それから僕は彼女からの着信をすべて無視するようになった。コンビニのバイトもすぐに辞めた。しかし、それでY子がすんなりと身を引いてくれるはずもなかった。携帯は約10分おきくらいにY子からの着信で鳴った。アパートまで直接来られることもあった。
ピンポーン。インターホンが鳴らされる。僕は足音を立てないように忍び足で玄関ドアに近づいて覗き窓を覗く。Y子がそこに立っていた。彼女がバッグから携帯を取り出すのが見えた。まずい! 僕に電話してくる気だ。僕は慌ててテーブルの上に置いていた携帯を掴んでマナーモードに切り替えた。

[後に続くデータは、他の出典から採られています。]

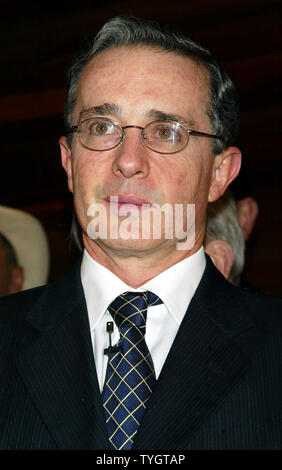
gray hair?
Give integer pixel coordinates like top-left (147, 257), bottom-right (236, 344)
top-left (65, 17), bottom-right (239, 155)
top-left (0, 233), bottom-right (19, 269)
top-left (204, 189), bottom-right (245, 285)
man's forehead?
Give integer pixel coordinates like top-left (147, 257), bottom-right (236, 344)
top-left (79, 103), bottom-right (195, 127)
top-left (74, 47), bottom-right (209, 128)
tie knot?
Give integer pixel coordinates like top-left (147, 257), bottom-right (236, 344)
top-left (109, 291), bottom-right (162, 334)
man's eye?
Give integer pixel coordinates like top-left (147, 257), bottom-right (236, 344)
top-left (90, 122), bottom-right (111, 135)
top-left (157, 127), bottom-right (173, 140)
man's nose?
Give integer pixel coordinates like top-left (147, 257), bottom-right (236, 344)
top-left (112, 128), bottom-right (150, 179)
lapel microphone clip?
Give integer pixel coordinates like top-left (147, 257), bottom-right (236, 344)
top-left (104, 321), bottom-right (119, 356)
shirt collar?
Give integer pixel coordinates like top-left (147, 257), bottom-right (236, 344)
top-left (81, 247), bottom-right (206, 331)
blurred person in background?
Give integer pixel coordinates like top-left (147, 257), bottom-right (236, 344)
top-left (0, 205), bottom-right (50, 296)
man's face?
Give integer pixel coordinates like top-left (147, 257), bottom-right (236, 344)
top-left (61, 47), bottom-right (224, 253)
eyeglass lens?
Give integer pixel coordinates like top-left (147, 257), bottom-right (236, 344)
top-left (78, 118), bottom-right (189, 153)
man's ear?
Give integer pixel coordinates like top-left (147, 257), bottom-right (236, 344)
top-left (59, 137), bottom-right (73, 192)
top-left (208, 147), bottom-right (242, 202)
top-left (9, 266), bottom-right (24, 294)
top-left (205, 240), bottom-right (234, 279)
top-left (237, 197), bottom-right (259, 240)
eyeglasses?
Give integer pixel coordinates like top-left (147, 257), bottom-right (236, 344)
top-left (71, 117), bottom-right (223, 154)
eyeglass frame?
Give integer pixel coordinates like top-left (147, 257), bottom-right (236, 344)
top-left (70, 116), bottom-right (224, 155)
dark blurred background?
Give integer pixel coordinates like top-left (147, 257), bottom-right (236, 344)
top-left (0, 0), bottom-right (282, 297)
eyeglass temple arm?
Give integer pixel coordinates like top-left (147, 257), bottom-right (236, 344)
top-left (186, 129), bottom-right (223, 141)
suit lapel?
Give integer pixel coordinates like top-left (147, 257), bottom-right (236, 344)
top-left (133, 260), bottom-right (258, 449)
top-left (15, 265), bottom-right (108, 450)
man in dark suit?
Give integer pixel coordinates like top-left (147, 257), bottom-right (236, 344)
top-left (0, 18), bottom-right (282, 450)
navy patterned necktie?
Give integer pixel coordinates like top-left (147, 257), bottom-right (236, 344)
top-left (103, 291), bottom-right (162, 450)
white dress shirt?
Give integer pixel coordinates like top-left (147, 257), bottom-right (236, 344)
top-left (81, 247), bottom-right (206, 391)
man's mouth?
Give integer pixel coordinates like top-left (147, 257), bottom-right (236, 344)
top-left (104, 194), bottom-right (152, 210)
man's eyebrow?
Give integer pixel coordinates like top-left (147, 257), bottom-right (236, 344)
top-left (147, 109), bottom-right (195, 129)
top-left (79, 103), bottom-right (195, 129)
top-left (79, 103), bottom-right (120, 121)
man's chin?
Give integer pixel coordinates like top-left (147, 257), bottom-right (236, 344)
top-left (89, 238), bottom-right (175, 256)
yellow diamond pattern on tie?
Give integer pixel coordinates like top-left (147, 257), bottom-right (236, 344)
top-left (103, 291), bottom-right (161, 450)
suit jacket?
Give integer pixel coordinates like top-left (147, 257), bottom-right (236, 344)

そんな風にビクビクと過ごす日々がしばらく続いたある日のこと。携帯に非通知の着信があったので、僕はなんの考えもなしにそれに出てしまった。
「もしもし」
「う、うううう……」
すると、女性の啜り泣く声が聞こえる。しまった、Y子だ! 彼女はいつも番号を通知してかけてくるので油断してしまった。
「やっと出たよ。ねえ、私のこともう嫌いになったの?」
「いや、なんというか……」
「お願いだからもう一度だけ会ってよ。どうしても話したいことがあるの。それで終わりにしてもいいから」
「う、うん……」
断ることなんてできなかった。彼女にもう一度会って付き合えないということをはっきりと伝えようと思った。
◆「ちゃんと責任取ってよね」
翌日、近所の喫茶店でY子と会った。そしてそこで彼女に言われた言葉に打ちひしがれることになった。
「生理が遅れてるの」
「……嘘でしょ?」
じゅうぶんに気を付けていたはずだが……。
「避妊しても妊娠の可能性がゼロになるわけではないんだよ」
「え、そうなの?」
僕も専門家ではないので彼女の言葉をはっきりと否定することはできなかった。
「あと1週間くらいしても来なかったら検査してみようと思う。もしそのときは……ちゃんと責任取ってよね」
「責任って……」
「結婚しろなんて言わないよ。どうせそんな気ないでしょ?だから堕胎する。それには相手男性のサインも必要になるから。そのときはちゃんと電話に出てよね」
「……うん」
アパートに帰ってからひとりじっくりと考えた。もしY子が本当に妊娠していたら……堕胎なんてさせたくなかった。それは生まれてこようとするひとつの命を殺すことになる。だからそのときは責任を取って結婚する。そう決めた。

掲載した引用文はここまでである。